Hello, Dear NVIDIA teams,
My hardware/software info is :
• Hardware Platform (Jetson Nano or NX)
**• DeepStream Version 5.0
• JetPack Version (4.3)
• TensorRT Version (7.1.3)
• NVIDIA GPU Driver Version (valid for GPU only)
I’m trying to implement the network video-caffe (https://github.com/chuckcho/video-caffe), which is basing on Facebook’s C3D and used for action video classification.
The network definition/structure is simple, please see https://github.com/chuckcho/video-caffe/blob/master/examples/c3d_ucf101/c3d_ucf101_deploy.prototxt
The input data is 16 colorful images (CHW is 3x112x112), I coded the network with(because of business proprietary, some details are omitted, but key statements are listed out):
loadWeights(mParams.weightsFileName.c_str(),mWeightsMap);
nvinfer1::ITensor* data = network->addInput(mParams.inputTensorNames[0].c_str(), nvinfer1::DataType::kFLOAT, nvinfer1::Dims{4,{3, 16, 112, 112},{}});
…
data = createLayerBlock(network,data,“conv1a”,“relu1a”,“pool1”,64,dims_kernel,dims_sp,dims_pooling,mWeightsMap[“conv1a”][0],mWeightsMap[“conv1a”][1]);
…
data = createLayerBlock(network,data,“conv5a”,“relu5a”,“pool5”,256,dims_kernel,dims_sp,dims_pooling,mWeightsMap[“conv5a”][0],mWeightsMap[“conv5a”][1]);
nvinfer1::IFullyConnectedLayer* fcLayer1 = network->addFullyConnected(*data,2048,mWeightsMap[“fc6”][0],mWeightsMap[“fc6”][1]);
fcLayer1->setName(“fc6”);
…
So, as defined in c3d_ucf101_deploy.prototxt , the “conv5a” convolution-relu-pooling block has 256 output channels, and the “fc6” FullyConnected layer’s num_output is 2048, considering the data is 16 images, the parameters count should be 256x16x2048 = 8388608, but TensorRT requires the parameter count is 18432 = 2048 x 9, if trying to copy all the 8388608 parameters in mWeightsMap[“fc6”][0] for “fc6” layer, then error happened:
fc6: kernel weights has count 8388608 but 18432 was expected
Could not compute dimensions for (Unnamed Layer* 15) [Fully Connected]_output, because the network is invalid.

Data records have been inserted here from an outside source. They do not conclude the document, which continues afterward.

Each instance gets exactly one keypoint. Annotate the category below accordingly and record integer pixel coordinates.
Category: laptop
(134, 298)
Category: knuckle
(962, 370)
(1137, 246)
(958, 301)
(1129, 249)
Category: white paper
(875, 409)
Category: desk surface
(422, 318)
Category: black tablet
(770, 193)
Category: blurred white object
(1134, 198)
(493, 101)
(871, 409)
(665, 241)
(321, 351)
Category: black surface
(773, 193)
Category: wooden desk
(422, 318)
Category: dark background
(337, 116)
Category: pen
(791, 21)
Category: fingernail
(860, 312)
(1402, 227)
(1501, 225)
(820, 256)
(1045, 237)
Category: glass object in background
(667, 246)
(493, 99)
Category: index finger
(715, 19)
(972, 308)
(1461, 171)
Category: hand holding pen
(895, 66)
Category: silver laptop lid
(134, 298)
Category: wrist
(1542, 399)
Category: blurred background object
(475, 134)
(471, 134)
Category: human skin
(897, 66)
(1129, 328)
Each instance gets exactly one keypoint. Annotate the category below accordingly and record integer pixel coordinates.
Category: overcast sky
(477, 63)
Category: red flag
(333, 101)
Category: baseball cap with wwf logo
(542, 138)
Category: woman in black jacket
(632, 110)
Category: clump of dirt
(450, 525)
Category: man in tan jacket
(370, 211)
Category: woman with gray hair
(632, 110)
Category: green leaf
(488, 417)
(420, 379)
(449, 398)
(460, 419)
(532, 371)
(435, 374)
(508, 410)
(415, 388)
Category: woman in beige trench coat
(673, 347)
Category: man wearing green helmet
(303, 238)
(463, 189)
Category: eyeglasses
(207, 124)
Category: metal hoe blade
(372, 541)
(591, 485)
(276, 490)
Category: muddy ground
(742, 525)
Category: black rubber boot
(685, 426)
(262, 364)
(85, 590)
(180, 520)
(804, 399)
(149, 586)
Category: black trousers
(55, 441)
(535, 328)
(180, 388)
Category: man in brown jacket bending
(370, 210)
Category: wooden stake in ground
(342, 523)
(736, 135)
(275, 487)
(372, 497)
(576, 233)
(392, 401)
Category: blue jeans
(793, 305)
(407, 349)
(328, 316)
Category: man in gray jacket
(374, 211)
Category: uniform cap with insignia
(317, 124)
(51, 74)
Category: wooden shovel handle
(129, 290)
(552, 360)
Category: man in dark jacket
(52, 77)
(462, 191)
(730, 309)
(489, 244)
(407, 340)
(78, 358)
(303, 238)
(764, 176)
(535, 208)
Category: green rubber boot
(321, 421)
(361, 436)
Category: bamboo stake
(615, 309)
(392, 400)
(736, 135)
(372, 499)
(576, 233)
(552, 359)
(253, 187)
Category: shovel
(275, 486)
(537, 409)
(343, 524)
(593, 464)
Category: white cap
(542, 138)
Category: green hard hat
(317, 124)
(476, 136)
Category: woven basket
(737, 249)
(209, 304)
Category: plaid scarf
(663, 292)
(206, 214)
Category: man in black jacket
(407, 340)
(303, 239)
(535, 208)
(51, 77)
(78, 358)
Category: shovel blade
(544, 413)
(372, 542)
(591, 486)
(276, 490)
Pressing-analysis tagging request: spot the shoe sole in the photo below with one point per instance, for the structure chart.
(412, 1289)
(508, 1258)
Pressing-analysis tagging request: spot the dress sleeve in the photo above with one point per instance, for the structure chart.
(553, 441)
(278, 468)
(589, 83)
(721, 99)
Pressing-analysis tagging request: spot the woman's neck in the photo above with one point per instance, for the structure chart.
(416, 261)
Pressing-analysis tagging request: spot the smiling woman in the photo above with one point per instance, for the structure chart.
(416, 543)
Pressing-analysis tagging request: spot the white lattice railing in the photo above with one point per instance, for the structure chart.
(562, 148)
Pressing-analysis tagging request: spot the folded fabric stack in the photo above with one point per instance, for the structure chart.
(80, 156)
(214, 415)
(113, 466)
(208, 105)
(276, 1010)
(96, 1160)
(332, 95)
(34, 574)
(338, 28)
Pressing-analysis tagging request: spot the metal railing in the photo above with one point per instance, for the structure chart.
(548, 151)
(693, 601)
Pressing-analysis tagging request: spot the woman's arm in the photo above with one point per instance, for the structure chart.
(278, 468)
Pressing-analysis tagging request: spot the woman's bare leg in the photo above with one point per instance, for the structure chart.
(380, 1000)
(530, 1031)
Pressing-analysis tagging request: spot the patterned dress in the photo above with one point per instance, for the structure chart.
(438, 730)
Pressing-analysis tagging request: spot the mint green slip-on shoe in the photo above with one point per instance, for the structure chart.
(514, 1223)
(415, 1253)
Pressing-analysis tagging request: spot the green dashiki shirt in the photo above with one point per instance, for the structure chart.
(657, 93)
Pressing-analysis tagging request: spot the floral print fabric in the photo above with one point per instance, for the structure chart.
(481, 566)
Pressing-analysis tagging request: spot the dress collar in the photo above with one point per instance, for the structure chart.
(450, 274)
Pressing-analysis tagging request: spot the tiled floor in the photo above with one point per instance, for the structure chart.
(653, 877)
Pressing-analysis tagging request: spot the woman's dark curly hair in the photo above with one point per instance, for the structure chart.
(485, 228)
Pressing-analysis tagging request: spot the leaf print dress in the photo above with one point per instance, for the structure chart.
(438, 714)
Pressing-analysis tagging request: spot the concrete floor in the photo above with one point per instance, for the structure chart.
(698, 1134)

Network validation failed.
mWeightsMap[“fc6”][0] has 8388608 parameters which is parsed from the weights file c3d_ucf101_iter_20000.caffemodel which is saved out by video-caffe model training with ucf101 dataset.

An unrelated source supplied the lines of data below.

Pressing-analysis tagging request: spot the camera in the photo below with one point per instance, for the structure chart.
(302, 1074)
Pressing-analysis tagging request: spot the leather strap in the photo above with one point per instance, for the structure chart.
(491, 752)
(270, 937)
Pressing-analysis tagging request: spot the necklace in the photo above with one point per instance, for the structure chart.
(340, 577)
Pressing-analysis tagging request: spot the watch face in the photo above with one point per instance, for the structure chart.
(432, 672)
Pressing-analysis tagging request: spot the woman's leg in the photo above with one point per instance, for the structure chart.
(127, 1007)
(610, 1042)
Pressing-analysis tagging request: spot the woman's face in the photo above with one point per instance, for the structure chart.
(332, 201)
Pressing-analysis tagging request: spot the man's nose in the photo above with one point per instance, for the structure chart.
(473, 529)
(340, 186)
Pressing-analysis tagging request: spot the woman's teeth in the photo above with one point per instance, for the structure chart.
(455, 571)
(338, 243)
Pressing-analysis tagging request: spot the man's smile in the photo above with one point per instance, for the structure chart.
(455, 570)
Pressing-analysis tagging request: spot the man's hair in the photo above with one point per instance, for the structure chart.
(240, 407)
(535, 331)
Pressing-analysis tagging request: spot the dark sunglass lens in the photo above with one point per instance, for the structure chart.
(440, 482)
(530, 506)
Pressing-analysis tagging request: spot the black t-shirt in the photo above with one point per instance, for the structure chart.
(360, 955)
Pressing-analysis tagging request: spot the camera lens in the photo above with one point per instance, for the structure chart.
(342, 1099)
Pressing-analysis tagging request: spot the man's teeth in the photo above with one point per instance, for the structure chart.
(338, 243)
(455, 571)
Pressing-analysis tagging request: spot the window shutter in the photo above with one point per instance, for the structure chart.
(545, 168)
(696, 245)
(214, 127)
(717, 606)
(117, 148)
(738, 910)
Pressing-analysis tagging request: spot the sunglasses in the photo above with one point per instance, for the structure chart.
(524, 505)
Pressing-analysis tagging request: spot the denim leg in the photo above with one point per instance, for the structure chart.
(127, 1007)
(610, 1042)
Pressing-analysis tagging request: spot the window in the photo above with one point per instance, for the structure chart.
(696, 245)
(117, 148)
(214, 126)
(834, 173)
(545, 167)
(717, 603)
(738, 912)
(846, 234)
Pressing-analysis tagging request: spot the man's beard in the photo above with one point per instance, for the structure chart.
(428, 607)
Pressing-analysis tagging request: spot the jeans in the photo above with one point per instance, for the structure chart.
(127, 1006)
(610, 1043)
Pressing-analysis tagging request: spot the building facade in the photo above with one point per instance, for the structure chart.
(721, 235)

Please note other layer has no such issue, the parameter count required by TensorRT for each layer except “fc6” is exactly the same as that parsed out from .caffemodel, don’t know why TensorRT calculated wrongly for “fc6” layer.
If I forcibly only copy 18432 parameters for “fc6” layer, then the network can be created successfully, the final log messages output is :
Detected 1 input and 1 output network tensors.
I also printed out the shape of the output tensor of network, it is (256,101,1,1) , it looks like the FullyConnected Layer does not merge the 256 channels’ data while doing inner product operation.
So, although the network could be created successfully by only copying 18432 kernel weight parameters for “fc6” layer, the precision of classification is very bad. I made the network inference with data, each time the classification probability data and the corresponding element index/class label index in the network’s output tensor are almost the same, although I tested with the network inference with different data belonging to different class, e.g, testing the network inference by filling input data with 16 walking images and 16 swimming images, the classification result the network output is always walking. I guess this low inference precision is related to the wrong number of the kernel-weights parameters of the “fc6” layer and TensorRT’s FullyConnected layer doesn’t merge all the 256 channels while doing inner product.
We do want to use TRT API to implement C3D network on Nano and make product deliveries for large-scale deployment, as very much memory is saved if a network is implemented by TRT API, this is a big benefit. But now we are blocked here.
Dear NVIDIA guys, could you please check why TensorRT’s FC layer cannot support 3D network correctly? thanks in advance.